Potential loss on a short sale is theoretically unlimited, as there is no theoretical limit to a rise in the price of the instrument. However, in practice, the short seller is required to post margin or collateral to cover losses, and inability to do so in a timely way would cause its broker or counterparty to liquidate the position. In the securities markets, the seller generally must borrow the securities to effect delivery in the short sale. In some cases, the short seller must pay a fee to borrow the securities and must additionally reimburse the lender for cash returns the lender would have received had the securities not been loaned out.

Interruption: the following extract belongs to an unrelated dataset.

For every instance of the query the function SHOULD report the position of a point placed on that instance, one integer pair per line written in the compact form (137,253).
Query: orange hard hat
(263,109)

Short selling is most commonly done with instruments traded in public securities, futures or currency markets, due to the liquidity and real-time price dissemination characteristic of such markets and because the instruments defined within each class are fungible.
In practical terms, "going short" can be considered the opposite of the conventional practice of "going long", whereby an investor profits from an increase in the price of the asset. Mathematically, the return from a short position is equivalent to that of owning (being "long") a negative amount of the instrument. (Nevertheless, one main discrepancy in the short against a long position is that the short position must exclude the dividends paid, if any.)
A short sale may have a variety of objectives. Speculators may sell short hoping to realize a profit on an instrument that appears overvalued, just as long investors or speculators hope to profit from a rise in the price of an instrument that appears undervalued. Traders or fund managers may hedge a long position or a portfolio through one or more short positions.
In contrast to a traditional merchant who starts out to "buy low, sell high", a short-seller starts out to "sell high, buy low", or even to "buy high, sell low" when this buy is in fact "on tick".
Research indicates that banning short selling is ineffective and has negative effects on markets.